Thirty-five states held state supreme court elections in 2020. In total, 78 of the nation’s 344 state supreme court seats were up for election. At 23%, this was the greatest number of seats up for election in recent years.
Of these seats, at the start of 2020:
- 59 were held by nonpartisan justices
- 12 were held by Republican justices
- Seven were held by Democratic justices
Out of 29 retention elections, 28 justices (97%) won retention. Illinois Supreme Court Justice Thomas Kilbride was the only justice who did not win retention in 2020.
The incumbent win rate for non-retention elections was not quite as high as for retention elections. Out of 41 incumbents, 37 (90%) won their elections in 2020. Two incumbents lost in partisan elections and two incumbents lost in nonpartisan elections. The overall incumbent win rate was 93% in 2020.
In 2020, Ballotpedia conducted a study in which we examined the partisan affiliations of state supreme court justices. In our work, we gathered a variety of data on 341 active state supreme court justices across the 50 states to understand their partisan affiliations. Based on this research, we placed each justice in categories indicating our confidence in their affiliations with either the Democratic or Republican Parties.
Using public voter registration data, media reports, and Ballotpedia’s study of judicial partisanship, we determined the partisan balances on state supreme courts.
In the 2020 elections, 42 justices with some Republican affiliation won state supreme court seats while 24 justices with some Democrat affiliation won state supreme court seats. There were eight justices with indeterminate partisan affiliations who won state supreme court seats.

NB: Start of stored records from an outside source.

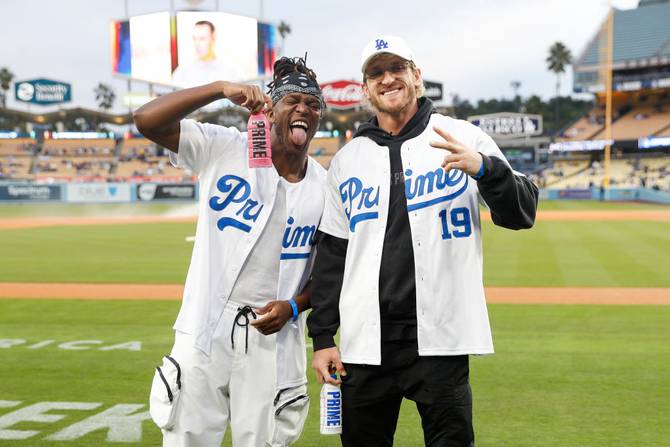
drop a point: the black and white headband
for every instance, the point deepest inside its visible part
(296, 83)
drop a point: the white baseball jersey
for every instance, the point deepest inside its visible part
(235, 203)
(445, 228)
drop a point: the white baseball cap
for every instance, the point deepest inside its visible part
(386, 44)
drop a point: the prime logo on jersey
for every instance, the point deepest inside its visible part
(298, 240)
(360, 202)
(235, 199)
(424, 190)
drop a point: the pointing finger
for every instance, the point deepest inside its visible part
(444, 134)
(451, 147)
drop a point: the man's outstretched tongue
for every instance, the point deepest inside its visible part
(298, 136)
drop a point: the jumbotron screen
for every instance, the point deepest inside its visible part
(192, 48)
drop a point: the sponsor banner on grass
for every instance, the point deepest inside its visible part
(97, 192)
(30, 192)
(121, 423)
(153, 191)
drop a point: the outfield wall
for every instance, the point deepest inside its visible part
(97, 192)
(613, 194)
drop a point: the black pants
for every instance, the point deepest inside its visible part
(371, 398)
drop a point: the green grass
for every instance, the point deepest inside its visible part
(606, 254)
(561, 376)
(142, 253)
(616, 254)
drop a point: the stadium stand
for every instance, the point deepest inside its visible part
(16, 158)
(639, 122)
(585, 127)
(323, 149)
(651, 173)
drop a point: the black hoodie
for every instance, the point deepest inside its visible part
(511, 198)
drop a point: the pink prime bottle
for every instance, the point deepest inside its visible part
(260, 152)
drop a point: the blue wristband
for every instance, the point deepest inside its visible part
(479, 173)
(294, 306)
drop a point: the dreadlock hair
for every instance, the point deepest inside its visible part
(288, 65)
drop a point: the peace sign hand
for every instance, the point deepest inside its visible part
(459, 156)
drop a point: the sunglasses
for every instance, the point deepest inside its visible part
(396, 69)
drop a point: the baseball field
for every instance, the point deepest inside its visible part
(579, 306)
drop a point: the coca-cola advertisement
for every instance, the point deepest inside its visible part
(342, 94)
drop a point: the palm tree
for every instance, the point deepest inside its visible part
(105, 96)
(6, 78)
(517, 99)
(559, 57)
(284, 30)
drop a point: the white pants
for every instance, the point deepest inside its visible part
(234, 386)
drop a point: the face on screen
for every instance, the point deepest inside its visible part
(203, 41)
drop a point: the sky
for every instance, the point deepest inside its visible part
(476, 48)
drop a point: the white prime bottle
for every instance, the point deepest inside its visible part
(331, 409)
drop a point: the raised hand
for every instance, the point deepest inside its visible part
(248, 96)
(459, 156)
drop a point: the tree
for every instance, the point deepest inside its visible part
(517, 99)
(6, 78)
(105, 96)
(559, 57)
(284, 30)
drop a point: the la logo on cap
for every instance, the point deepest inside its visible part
(381, 43)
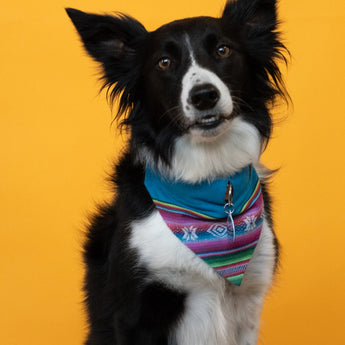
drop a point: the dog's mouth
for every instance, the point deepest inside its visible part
(209, 122)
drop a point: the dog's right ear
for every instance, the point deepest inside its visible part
(112, 41)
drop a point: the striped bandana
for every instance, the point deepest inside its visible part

As of December 9, four seats had flipped partisanship in 2020. Three of these seats flipped from Republican to Democrat while one switched from Democrat to Republican. Seats switched from Republican to Democrat in Ohio, Michigan, and Wisconsin, while one seat flipped from Democrat to Republican in North Carolina. North Carolina has the potential to see one more seat flip from Democrat to Republican if Paul Newby maintains his lead over incumbent Cheri Beasley in the race for Chief Justice of the North Carolina Supreme Court. As of December 9, Newby had a 401 vote lead pending a hand-to-eye recount at the request of Beasley’s campaign.
The only court to flip its partisan majority in 2020 was Michigan. Justice Bridget Mary McCormack (D) held her place as Chief Justice, and Elizabeth Welch (D) won retiring Justice Stephen Markman’s (R) seat. The partisan balance on the court flipped to 4-3, with Democrats controlling the court. At the time of the election, four of the seven justices on the court were appointed by Republican governors to fill vacancies. Three of the justices on the court advanced from Democratic conventions before winning general elections.